Why and Where to Listen to Pearl Jam’s New Live on Ten Legs
Listening to Pearl Jam’s Live on Ten Legs, you’d never know that its 18 songs were plucked from performances in multiple countries during a seven-year span. Some of that is thanks to the ears and tech wizardry of engineers John Burton and Bret Eliason, yes. But the real reason LO10L’s 77 minutes, recorded on numerous unspecified nights between 2003 and 2010, sound like one concert—albeit a brief one, by Pearl Jam’s marathon standards—is that the band is as energized now as it was two decades ago.

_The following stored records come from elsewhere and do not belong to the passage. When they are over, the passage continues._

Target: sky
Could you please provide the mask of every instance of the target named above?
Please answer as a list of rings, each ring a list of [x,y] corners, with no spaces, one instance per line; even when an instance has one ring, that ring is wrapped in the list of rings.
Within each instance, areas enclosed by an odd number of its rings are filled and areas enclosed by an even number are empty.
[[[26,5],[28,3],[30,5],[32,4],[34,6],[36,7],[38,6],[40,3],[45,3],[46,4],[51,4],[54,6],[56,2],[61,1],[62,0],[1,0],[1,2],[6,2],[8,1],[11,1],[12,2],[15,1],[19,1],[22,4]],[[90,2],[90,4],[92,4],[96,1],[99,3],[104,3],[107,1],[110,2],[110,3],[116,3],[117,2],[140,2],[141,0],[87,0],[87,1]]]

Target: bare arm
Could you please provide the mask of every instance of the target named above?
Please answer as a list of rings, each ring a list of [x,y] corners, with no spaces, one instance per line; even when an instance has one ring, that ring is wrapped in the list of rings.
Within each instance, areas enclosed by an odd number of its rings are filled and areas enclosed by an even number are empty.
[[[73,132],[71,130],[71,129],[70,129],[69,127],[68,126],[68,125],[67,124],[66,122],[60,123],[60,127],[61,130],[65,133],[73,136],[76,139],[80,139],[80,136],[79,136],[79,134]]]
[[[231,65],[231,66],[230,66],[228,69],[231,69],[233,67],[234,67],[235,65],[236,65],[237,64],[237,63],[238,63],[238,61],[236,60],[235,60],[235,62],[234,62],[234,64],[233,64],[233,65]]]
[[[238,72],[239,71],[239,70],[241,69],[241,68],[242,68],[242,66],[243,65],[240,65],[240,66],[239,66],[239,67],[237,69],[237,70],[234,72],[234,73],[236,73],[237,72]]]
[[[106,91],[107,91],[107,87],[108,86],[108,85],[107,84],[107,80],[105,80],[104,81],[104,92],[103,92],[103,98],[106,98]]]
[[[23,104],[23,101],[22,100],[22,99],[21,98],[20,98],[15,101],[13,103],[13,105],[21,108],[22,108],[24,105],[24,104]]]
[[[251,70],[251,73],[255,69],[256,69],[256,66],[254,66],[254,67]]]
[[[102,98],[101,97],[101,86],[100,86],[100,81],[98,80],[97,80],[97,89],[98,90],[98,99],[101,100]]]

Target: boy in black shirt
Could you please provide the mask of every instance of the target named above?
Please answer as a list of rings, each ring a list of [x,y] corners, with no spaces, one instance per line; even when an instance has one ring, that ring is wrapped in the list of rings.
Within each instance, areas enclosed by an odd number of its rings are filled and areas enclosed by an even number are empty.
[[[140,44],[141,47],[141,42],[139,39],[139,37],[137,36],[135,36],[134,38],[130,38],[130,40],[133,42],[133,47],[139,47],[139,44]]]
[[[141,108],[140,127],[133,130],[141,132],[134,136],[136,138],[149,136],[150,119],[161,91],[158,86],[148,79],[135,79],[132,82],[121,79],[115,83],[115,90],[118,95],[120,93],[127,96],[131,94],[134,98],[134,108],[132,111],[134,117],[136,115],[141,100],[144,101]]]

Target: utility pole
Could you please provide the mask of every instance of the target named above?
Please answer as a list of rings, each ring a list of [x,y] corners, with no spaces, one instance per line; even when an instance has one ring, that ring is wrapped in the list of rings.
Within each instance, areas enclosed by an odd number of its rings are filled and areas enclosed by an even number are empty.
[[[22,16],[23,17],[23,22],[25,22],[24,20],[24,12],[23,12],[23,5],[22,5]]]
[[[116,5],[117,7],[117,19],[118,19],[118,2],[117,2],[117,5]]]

All that’s changed since PJ played its first show in 1990 are its members’ experiences and motivations—political, familial, and presumably spiritual.
The new live record, a complement to the band’s 1998 live release, Live on Two Legs, highlights those evolving driving forces by including songs from Pearl Jam’s 1991 aggressive, dark-edged debut, Ten—massive hits “Jeremy” and “Alive;” “Porch”—and its latest record, the mostly chin-up but reflective Backspacer (“Got Some,” “The Fixer,” “Just Breathe,” “Unthought Known”). Mixed in are telling sonic markers in the road between: “Animal” and “Spin the Black Circle” (raw, punk-influenced declarations), “I Am Mine” and “Nothing as It Seems” (skeptical, learned resolve), “Rearviewmirror” (distanced perspective), and “World Wide Suicide” (Bush-era anger and despair), among them.
Each song is given a little breathing room; a languid Mike McCready lead riff, a dancing, driving Stone Gossard chord, or a tapering jackrabbit bass rhythm courtesy of Jeff Ament, jamming being as much a Pearl Jam trademark as calculated philanthropy. Sure, these tracks were likely hand-picked by the band for their nailed-it notes, Matt Cameron kit work, and Eddie Vedder vocals, but it’s an honest, accurate document of the way they’ve done it since day one. There’s a reason LO10L captures audiences taking over Vedder’s chorus in the beautiful “In Hiding” and searing “Animal”: that’s what happens every night on the road.
Over the years, Pearl Jam has added accomplished covers to its repertoire, almost making songs like “Sonic Reducer” and “Last Kiss” its own. But the two covers here are as surprising as they are well-done: A peppy “Arms Aloft” (Joe Strummer and the Mescaleros) opens the record while “Public Image” (Public Image Ltd) comes about when you’d expect an encore opener in this assembled set. Unless you’re a bootleg maniac or a subscriber to the band’s satellite radio channel, it might be the first time you hear either.
Closing the record, as is tradition at a Pearl Jam concert, is the simultaneously majestic and somber (and lyrically mysterious) sing-along “Yellow Ledbetter,” during which McCready steals your heart with his fingertips. If you’ve heard twenty performances of the song, you know it’s always a little different; this version is unique, too.
Following an intense, jam-filled performance of “Porch” late in the record, Vedder breathlessly tells a roaring crowd, “We’re still here. We ain’t goin’ yet.” Pearl Jam still has much music to create and share, and they unarguably love to do both. That enthusiasm is clearly heard on Live on Ten Legs, a satisfying glance back—for devoted and casual fans alike—at the band confidently marching toward its third decade.
Pearl Jam’s official Live on Ten Legs release party takes place at West Seattle’s rockin’, cocktail-perfectin’ Feedback Lounge tonight at 9pm. Folks from Easy Street Records and the band’s own Ten Club will be on hand with the new record (on CD and amazing-sounding vinyl) and other PJ goodies. Could West Seattle resident Vedder or one of the other guys show up? Says Feedback co-owner Jeff Gilbert: “Wish we could say, but even we don’t know who might turn up.”
Gilbert could tell me how easily the event came about: “Since we’re good friends with band and their incredible staff, it was a couple of phone calls to lock it up.” And how one of Feedback’s signature drinks, perhaps not ironically my favorite on their ever-changing menu, got its name: “Earl Jam is a drink made by [co-owner] Matt Johnson, in tribute of my late grandfather, Earl. Grandpa was big fan of Pearl Jam.” He may have enjoyed walnut-infused bourbon, too.
Expect to hear Pearl Jam all night, see the band’s live DVDs on Feedback’s flat screens, and drool over PJ memorabilia on display in the lounge’s museum-style Rok Box.